Shares Efficient Frontier
When we invest in a financial instrument (share, index, etc), we usually mostly care about its average annual yield and its variance, which is also called risk or volatility. Naturally, no one can predict the future, so the only thing we can do is to look at the past and assume that the past will reflect the future. So, if we analyze the past history of an instrument, for let’s say 10 or 20 years, we can measure the average annual yield and the variance, or more specifically the standard deviation (which is the square root of the variance, just so it will have the same units as the yield).

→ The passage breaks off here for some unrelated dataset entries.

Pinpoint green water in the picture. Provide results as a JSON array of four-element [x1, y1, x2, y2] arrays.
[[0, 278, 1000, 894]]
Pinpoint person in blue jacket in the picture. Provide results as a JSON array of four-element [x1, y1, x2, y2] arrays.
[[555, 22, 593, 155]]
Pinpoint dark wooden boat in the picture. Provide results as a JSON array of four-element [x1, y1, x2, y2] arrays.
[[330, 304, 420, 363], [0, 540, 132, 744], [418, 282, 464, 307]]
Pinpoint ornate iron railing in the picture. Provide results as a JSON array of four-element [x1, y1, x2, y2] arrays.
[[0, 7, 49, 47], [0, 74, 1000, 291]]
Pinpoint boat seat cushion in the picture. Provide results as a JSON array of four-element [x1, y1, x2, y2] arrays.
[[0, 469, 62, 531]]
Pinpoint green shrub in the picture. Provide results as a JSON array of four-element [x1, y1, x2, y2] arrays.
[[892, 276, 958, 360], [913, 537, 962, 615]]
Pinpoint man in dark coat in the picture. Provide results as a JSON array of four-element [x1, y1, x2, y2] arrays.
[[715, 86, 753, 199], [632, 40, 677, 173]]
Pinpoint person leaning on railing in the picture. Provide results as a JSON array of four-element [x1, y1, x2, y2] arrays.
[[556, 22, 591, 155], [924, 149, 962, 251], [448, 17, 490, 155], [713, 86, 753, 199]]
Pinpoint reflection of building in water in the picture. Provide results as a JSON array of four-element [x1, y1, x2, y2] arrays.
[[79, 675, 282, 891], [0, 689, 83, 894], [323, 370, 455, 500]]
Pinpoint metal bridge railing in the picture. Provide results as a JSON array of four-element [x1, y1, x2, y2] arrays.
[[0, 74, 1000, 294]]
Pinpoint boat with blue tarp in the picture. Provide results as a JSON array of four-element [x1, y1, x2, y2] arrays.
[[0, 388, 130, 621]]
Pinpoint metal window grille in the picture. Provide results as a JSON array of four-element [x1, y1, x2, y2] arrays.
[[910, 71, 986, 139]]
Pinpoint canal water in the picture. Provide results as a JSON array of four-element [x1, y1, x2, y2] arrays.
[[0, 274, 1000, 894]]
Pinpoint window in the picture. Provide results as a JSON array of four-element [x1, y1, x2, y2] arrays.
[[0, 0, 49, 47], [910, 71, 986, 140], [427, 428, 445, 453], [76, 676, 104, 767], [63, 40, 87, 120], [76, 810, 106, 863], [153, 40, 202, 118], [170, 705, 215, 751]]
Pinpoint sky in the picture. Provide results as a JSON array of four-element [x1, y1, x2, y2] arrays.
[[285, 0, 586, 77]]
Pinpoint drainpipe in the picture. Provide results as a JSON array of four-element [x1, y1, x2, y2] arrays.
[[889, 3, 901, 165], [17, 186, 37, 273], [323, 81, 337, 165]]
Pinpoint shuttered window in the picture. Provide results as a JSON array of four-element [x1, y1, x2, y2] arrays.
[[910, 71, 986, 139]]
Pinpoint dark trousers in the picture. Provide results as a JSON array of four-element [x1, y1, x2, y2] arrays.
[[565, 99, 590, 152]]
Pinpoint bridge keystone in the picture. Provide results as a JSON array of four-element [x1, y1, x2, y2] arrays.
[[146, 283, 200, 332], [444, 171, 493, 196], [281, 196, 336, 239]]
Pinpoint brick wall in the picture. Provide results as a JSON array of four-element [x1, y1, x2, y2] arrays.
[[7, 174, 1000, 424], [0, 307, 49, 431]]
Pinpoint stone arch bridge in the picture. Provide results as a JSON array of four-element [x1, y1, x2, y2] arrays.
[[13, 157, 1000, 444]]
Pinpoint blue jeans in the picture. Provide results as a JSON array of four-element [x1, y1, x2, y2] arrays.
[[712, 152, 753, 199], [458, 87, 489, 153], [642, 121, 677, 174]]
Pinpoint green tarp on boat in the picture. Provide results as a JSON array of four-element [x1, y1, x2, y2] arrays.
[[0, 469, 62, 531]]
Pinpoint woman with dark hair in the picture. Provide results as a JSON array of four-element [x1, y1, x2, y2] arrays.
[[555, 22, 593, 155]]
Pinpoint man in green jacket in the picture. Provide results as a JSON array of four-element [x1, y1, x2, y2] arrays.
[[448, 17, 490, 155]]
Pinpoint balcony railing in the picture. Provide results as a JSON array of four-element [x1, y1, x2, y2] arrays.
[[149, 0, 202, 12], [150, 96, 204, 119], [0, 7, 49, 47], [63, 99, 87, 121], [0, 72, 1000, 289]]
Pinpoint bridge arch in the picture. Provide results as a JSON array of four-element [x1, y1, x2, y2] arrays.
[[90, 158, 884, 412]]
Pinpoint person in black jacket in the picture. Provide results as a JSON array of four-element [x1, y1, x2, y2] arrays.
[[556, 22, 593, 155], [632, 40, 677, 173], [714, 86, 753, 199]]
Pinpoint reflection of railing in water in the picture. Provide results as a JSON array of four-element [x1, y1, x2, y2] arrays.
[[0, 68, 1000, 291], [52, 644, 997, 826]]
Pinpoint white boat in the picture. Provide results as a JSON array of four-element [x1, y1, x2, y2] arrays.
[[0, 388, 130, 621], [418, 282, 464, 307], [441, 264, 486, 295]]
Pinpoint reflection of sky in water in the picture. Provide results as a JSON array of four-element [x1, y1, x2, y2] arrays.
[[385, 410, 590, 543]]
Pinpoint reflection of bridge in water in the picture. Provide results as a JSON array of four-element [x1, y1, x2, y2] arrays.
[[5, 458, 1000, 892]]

Now, imagine that we plot a map with two axis: the stdev (risk) axis, and the yield, it will look like this:
So we can easily observe, for example, that the NASDAQ has higher yield than the S&P 500, but higher variance. If an instrument has a better yield and lower variance over a second instrument, we would prefer to invest in the first one. This is called a Pareto-better instrument.
Okay. So far, so good. But what happens when we invest in a mixture of instruments? How will the combined coordinate be? So, the combined or weighted average of the yield will simply be the combined weighted average of the individual instruments. But the variance - this is something else. The stdev can sometimes be even lower than each of the instruments. This can happen when the covariance between the instruments is not perfect. In math, when you have two random variables, and you average them together, the resulting stdev is:
\[\frac{1}{2} \sqrt{stdev(X)^2+stdev(Y)^2+2Cov(X,Y)}\]So if $stdev(X)=10=stdev(Y)$ and the variables are independent, meaning their covariance is zero, you get that the combined stdev is 7, which is lower than 10. This is the mathematical grounding for diversifying the risk. You take two risky instruments, invest in both of them, and reduce the risk.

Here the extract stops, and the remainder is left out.